Logic IS algebra. AND=×, OR=+, NOT=1−x, true=1, false=0, with the law x²=x — this is Boolean algebra, exact and foundational, and (via Shannon) the literal basis of every digital gate.
His version was quirky. Boole used uninterpretable steps (x+x = 2x, even division). The clean modern algebra — where x+x = x — was tidied by Jevons, Peirce, Schröder after him.
He laid the stone. It's propositional/class logic only (no relations → Frege); and the circuit link that made it the world's logic is Shannon's (1937), seventy years on.
Set x and y to 1 (true) or 0 (false) and watch each logical operation compute as ordinary arithmetic — and land on exactly the right truth value. This is the whole revelation: "x and y" is literally x times y; "not x" is literally 1 minus x. Reasoning carried out as a sum.
What separates Boole's algebra from ordinary algebra is a single strange equation: x² = x In normal numbers that holds for almost nothing. In logic it must hold for everything — and the only numbers that satisfy it are 0 and 1. That one law is the whole confinement: it forces every quantity to be true or false, nothing in between. Its twin, x(1−x) = 0, is Aristotle's old law of non-contradiction, now written as arithmetic.
x(1−x)=0. Twenty-two centuries of logic, reduced to a quadratic."…the laws whose expression it is… are the laws of the human mind." — George Boole, The Laws of Thought (1854)
The leap that made Boole the most consequential mathematician you've half-heard-of came in 1937, when Claude Shannon realised an electrical switch is a 0 or a 1: open or closed. Wire two switches in series and current flows only if both close — that's AND, that's x·y. Wire them in parallel and it flows if either closes — that's OR. Flip the switches and watch the lamp obey Boole's arithmetic.
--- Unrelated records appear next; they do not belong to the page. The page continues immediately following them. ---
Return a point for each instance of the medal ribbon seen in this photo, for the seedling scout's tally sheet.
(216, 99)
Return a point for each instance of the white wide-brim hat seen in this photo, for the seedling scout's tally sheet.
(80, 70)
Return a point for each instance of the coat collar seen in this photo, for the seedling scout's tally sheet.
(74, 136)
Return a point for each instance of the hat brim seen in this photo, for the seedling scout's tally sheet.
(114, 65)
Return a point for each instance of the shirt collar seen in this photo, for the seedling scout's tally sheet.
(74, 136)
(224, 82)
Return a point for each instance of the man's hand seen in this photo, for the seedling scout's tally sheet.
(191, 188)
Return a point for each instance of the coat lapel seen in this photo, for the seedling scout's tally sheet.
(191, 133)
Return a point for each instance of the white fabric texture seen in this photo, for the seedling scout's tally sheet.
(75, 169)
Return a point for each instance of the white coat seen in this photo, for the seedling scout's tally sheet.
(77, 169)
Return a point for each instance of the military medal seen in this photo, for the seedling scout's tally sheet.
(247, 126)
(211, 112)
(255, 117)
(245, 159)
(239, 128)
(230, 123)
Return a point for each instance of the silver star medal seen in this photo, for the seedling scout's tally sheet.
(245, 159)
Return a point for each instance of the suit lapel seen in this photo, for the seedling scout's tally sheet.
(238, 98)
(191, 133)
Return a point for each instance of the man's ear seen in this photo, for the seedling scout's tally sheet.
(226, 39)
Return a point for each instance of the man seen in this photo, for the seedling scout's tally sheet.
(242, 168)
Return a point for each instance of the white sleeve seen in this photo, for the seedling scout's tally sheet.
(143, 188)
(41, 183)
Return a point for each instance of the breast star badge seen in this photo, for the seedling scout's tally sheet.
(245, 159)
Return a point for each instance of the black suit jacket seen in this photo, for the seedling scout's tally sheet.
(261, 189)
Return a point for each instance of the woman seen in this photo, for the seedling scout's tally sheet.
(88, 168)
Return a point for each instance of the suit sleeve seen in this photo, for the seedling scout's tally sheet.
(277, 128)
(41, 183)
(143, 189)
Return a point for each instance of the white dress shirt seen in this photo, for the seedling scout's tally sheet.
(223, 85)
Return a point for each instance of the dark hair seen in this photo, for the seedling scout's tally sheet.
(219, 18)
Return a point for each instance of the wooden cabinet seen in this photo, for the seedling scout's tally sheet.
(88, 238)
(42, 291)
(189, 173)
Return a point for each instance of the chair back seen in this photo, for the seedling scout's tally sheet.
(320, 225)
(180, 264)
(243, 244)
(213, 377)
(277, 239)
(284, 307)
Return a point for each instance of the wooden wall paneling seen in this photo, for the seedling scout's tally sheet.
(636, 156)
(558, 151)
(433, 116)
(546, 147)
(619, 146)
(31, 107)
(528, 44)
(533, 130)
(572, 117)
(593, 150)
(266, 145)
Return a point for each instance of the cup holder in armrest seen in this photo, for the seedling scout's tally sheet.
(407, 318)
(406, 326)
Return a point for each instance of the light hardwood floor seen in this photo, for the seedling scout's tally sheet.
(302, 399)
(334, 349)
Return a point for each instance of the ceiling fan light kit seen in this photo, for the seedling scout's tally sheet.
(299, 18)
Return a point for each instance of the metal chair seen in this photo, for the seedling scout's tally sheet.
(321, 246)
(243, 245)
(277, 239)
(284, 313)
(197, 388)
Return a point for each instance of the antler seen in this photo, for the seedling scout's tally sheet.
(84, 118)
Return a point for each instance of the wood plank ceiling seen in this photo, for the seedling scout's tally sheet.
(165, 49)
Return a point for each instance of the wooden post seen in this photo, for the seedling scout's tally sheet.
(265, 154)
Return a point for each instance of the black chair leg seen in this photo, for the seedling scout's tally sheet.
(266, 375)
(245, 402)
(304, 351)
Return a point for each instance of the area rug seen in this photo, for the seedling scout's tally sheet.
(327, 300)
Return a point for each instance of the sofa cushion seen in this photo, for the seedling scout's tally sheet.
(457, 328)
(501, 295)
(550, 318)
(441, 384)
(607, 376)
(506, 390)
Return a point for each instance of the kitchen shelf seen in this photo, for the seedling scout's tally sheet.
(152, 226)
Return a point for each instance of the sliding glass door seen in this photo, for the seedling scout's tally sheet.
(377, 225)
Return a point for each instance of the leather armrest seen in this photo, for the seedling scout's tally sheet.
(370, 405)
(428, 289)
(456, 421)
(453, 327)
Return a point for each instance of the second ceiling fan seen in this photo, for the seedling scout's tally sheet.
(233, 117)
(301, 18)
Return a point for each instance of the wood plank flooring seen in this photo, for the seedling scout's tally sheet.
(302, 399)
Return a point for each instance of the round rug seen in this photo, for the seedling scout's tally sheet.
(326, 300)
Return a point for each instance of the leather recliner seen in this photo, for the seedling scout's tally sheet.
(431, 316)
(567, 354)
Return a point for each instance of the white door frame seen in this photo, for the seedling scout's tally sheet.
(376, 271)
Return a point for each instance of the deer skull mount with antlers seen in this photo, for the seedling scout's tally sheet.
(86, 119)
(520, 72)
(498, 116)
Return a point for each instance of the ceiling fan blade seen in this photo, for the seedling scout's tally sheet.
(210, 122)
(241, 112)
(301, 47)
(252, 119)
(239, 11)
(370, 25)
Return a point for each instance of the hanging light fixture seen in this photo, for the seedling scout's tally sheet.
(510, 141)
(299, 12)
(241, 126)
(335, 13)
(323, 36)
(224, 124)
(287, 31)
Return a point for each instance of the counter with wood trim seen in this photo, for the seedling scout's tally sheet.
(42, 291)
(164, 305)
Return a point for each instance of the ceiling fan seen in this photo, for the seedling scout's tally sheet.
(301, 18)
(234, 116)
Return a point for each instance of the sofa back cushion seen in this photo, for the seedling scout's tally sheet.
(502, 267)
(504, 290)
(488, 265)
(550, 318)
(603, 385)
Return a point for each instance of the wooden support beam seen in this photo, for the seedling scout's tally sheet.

Every chip in PSĒPHOS is this, a few billion times.
Gate kept on. Boole's own 1854 system was rougher than the clean thing taught today — he let expressions pass through meaningless intermediate values (2x, fractions) on the way to a sensible answer, and it was Jevons, Peirce and Schröder who filed it down to the idempotent lattice (x+x=x) we call Boolean algebra. His algebra is also propositional — it cannot say "every" or "some" or "taller than"; that needed Frege, next in this line. And Boole himself never touched a circuit: the marriage of his algebra to electricity is Shannon's, written when Boole had been dead seventy years. He died at forty-nine — pneumonia, after walking miles through rain to lecture, then being wrapped in wet sheets by a well-meaning remedy. Seen in his lifetime as an ingenious curiosity; revealed, a century later, as the man who wrote the grammar of the machine age.